20200804

Bootstrapping 2.11BSD (no patches) from 2.11BSD pl 195

Bootstrapping 2.11BSD (original)

I've had the sources for what I think is the original 2.11BSD for some time now. However, how do I know these sources are good? That's a very good question. I have a series of tests that I'm doing to verify that the sources are consistent with what we know, or have some kind of known deviation / reconstruction when not. They had passed only the first of my many tests (they were consistent with the patches themselves, but nothing else). It was time to see if I could build what I'd made.
Click to close image, click and drag to move. Use arrow keys for next and previous.
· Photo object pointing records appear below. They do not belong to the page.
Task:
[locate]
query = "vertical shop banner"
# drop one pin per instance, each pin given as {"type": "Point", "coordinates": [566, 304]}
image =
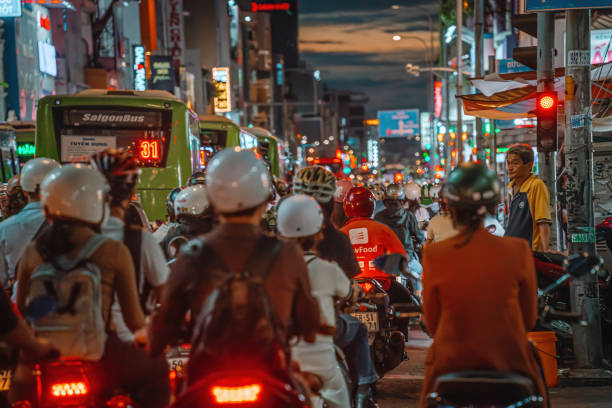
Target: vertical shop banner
{"type": "Point", "coordinates": [223, 96]}
{"type": "Point", "coordinates": [176, 32]}
{"type": "Point", "coordinates": [140, 72]}
{"type": "Point", "coordinates": [162, 74]}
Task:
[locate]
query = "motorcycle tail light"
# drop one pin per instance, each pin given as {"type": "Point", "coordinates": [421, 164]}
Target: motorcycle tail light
{"type": "Point", "coordinates": [69, 389]}
{"type": "Point", "coordinates": [366, 286]}
{"type": "Point", "coordinates": [236, 395]}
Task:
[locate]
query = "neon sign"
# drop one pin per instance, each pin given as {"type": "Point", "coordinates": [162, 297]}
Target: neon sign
{"type": "Point", "coordinates": [140, 74]}
{"type": "Point", "coordinates": [284, 6]}
{"type": "Point", "coordinates": [148, 150]}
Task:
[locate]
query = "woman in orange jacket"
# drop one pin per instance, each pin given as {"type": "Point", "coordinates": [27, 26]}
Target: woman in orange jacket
{"type": "Point", "coordinates": [479, 290]}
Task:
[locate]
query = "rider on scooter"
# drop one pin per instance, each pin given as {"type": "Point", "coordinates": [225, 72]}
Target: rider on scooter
{"type": "Point", "coordinates": [300, 219]}
{"type": "Point", "coordinates": [478, 312]}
One thing we know for sure: The 2.11BSD release happened. This means that sources for the release must be buildable, in some way. The 2.11 BSD release notes don't mention any reproducibility issues. Presumably the documented way will work. However patches 106-111 fix dozens of build issues that affected reproducibility of the build. In addition, one should be able to build twice in a row and get identical results, modulo a few binaries that encode dates and such. Experience has shown that many programs in /usr/local or /usr/new are the worst offenders. I've made the decision that if make install doesn't install it from the top level, then it won't be in the release I recreate. Though I also made the decision that building some man pages by hand was also OK to make that happen...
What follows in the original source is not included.